See under Service Development for DoH Project Implementation Group literature on Early Intervention.



WHO SHOULD MANAGE AN EARLY INTERVENTION TEAM?

The person with the necessary skills! A Service Director may manage the strategic development of the service whilst the day to day management may be best delivered by an Outreach Manager or Respite Manager. Individuals within a team may be given specific responsibility for key areas e.g. CPA co-ordination, family work supervision. The Manager should be an experienced clinician who feels comfortable managing crisis as well as promoting recovery and a positive ethos within the team, and managing staff from other disciplines.


HOW LONG SHOULD YOUNG PEOPLE BE MANAGED BY AN EARLY INTERVENTION SERVICE?
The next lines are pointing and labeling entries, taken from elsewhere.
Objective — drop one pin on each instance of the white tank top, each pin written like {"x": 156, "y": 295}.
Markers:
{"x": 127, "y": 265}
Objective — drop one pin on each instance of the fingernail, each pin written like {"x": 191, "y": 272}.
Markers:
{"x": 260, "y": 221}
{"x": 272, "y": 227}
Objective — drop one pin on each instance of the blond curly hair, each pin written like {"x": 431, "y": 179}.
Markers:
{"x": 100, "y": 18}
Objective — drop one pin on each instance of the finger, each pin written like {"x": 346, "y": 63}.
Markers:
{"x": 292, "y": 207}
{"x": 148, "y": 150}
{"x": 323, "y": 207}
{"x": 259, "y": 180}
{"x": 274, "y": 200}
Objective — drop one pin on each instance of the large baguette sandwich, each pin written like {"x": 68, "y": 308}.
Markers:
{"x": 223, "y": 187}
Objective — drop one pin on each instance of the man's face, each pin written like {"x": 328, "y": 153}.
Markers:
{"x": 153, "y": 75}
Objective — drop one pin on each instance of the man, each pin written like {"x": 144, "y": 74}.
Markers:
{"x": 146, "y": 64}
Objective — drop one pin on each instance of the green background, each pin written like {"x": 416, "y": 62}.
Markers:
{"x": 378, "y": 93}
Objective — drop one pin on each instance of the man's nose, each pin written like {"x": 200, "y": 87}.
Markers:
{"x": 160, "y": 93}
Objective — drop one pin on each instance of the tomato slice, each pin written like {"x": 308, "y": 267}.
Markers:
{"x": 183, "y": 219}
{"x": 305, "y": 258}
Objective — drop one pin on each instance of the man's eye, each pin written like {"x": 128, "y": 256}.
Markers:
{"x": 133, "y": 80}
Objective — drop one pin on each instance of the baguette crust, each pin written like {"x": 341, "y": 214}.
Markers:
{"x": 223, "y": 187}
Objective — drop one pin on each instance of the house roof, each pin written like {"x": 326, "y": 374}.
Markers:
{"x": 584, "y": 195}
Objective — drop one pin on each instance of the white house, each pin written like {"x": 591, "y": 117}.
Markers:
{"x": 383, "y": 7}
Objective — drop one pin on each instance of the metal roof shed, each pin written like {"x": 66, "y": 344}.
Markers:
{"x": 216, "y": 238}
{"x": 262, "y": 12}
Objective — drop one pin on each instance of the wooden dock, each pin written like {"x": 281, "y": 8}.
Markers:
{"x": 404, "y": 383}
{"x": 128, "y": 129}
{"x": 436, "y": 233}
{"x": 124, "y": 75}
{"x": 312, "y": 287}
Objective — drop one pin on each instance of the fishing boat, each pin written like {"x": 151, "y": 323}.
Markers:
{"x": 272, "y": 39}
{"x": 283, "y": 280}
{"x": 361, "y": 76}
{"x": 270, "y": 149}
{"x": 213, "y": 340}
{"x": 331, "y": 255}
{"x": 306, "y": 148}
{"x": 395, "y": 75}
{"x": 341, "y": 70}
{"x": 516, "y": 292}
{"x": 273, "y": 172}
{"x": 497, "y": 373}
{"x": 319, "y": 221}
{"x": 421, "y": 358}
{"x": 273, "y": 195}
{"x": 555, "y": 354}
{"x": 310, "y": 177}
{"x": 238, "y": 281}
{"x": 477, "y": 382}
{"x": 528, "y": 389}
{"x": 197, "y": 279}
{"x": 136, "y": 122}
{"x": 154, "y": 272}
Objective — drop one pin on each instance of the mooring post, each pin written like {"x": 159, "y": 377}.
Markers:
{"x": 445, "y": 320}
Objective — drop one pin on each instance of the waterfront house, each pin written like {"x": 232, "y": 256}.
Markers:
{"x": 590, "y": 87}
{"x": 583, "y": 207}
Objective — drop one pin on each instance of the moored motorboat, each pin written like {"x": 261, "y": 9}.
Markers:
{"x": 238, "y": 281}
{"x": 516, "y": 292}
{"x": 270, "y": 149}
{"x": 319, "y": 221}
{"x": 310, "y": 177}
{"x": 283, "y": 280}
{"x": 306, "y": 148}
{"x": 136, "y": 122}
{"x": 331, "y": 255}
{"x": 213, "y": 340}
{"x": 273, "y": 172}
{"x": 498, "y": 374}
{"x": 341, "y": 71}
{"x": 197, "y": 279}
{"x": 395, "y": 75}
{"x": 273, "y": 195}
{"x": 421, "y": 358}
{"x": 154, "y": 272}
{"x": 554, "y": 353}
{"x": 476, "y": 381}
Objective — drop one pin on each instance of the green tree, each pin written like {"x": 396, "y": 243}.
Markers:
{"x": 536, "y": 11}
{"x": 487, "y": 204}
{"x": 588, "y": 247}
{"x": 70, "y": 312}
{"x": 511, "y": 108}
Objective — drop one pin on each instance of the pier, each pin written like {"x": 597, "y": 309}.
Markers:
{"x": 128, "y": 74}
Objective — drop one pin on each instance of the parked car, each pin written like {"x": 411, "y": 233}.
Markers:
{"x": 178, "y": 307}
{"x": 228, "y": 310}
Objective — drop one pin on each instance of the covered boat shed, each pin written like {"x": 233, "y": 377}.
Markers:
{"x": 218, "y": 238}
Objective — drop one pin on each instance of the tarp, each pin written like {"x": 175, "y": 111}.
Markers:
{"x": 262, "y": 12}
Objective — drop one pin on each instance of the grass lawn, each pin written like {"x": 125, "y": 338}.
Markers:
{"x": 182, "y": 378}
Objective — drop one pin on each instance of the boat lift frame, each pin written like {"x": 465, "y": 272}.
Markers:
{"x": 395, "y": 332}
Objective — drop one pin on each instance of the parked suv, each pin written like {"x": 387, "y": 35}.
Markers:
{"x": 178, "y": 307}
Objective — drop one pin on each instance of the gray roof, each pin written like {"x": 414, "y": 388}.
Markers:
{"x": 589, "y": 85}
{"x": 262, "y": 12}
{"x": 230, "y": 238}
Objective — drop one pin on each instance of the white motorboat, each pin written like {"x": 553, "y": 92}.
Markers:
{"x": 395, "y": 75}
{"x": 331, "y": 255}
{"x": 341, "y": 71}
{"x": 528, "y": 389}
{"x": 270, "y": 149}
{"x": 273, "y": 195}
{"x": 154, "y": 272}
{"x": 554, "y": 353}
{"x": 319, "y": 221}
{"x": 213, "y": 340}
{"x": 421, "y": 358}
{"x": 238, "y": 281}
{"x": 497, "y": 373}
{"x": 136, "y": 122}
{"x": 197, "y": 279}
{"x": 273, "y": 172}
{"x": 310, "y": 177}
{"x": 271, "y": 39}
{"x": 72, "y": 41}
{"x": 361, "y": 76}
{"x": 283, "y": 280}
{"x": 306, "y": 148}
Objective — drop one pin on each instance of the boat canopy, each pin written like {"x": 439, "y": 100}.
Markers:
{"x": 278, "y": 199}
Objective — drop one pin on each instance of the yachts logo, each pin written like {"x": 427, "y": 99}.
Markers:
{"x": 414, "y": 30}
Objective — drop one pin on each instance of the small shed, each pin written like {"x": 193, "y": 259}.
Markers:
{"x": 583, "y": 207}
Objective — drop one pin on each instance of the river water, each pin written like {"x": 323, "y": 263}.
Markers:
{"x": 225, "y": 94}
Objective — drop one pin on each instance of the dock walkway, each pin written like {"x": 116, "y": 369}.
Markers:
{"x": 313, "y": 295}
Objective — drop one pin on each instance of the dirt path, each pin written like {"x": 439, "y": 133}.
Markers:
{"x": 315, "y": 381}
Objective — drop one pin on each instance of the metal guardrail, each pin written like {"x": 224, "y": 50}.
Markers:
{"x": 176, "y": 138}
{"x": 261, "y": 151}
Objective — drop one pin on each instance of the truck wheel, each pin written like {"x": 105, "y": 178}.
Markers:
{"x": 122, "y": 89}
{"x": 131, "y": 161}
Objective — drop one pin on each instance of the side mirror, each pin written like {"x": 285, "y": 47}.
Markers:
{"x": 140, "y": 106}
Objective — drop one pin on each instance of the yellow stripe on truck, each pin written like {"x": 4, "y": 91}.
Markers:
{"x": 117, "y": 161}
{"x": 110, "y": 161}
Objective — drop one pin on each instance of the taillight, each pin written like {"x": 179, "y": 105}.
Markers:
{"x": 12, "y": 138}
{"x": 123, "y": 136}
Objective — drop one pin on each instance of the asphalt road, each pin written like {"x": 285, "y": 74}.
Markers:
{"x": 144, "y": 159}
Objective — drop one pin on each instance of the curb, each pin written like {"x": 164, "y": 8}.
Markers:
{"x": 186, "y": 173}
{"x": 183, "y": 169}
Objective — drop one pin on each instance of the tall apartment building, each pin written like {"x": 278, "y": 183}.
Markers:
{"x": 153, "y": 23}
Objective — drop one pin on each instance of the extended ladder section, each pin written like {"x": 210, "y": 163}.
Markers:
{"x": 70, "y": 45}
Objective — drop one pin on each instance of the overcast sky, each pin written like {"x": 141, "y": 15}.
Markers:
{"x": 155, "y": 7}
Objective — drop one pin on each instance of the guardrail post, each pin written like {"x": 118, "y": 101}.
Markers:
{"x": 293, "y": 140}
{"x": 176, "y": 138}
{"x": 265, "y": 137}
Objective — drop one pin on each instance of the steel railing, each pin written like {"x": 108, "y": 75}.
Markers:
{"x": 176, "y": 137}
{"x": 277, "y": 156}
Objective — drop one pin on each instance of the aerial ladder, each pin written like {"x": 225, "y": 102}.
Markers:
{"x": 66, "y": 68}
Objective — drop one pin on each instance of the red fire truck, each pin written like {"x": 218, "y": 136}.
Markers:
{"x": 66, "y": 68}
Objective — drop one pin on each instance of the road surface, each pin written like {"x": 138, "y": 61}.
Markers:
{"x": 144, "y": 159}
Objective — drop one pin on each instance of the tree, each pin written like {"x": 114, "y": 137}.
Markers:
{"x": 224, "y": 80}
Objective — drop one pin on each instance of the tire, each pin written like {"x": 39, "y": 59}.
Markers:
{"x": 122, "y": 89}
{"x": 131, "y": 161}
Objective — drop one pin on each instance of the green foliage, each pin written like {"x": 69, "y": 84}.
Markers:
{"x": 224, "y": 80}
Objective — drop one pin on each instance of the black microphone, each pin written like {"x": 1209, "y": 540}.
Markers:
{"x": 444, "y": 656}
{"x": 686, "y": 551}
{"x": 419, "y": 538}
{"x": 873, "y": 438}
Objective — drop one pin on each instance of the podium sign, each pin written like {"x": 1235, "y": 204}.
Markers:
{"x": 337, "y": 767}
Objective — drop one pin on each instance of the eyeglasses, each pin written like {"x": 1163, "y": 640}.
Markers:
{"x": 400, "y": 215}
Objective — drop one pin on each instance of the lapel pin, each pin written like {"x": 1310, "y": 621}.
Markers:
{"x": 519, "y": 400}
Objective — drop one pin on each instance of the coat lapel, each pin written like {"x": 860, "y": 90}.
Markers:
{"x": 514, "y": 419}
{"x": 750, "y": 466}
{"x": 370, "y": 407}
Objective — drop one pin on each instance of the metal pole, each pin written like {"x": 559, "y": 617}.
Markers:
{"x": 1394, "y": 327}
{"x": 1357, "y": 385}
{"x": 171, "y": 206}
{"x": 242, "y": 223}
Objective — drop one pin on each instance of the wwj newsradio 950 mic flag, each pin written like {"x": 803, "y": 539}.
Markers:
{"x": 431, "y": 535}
In order to continue to provide a prompt and efficient service to all those who need it in the area, an exit strategy needs to be adopted. Services should be developed in line with research suggesting that the "critical period" is the first 3 to 5 years following onset. Interventions targeted within the critical period maximise recovery. Planning for discharge from a specialist service and lowering or changing the input should be a gradual and collaborative process. Arrangements should be made for young people who require sustained intervention as well as those who are largely independent from services.


HOW DO I KNOW IF MY EARLY INTERVENTION SERVICE IS EFFECTIVE?

Service evaluation may be simple or highly complex. Obvious initial key indicators may be - sustained engagement, suicide reduction and lowering of the duration of untreated psychosis (DUP). More advance measures may include symptomology rating scales measuring positive psychotic symptoms, depression, anxiety and relapse. Quality of Life scales and measurement of vocation and service user and family satisfaction are at least as important.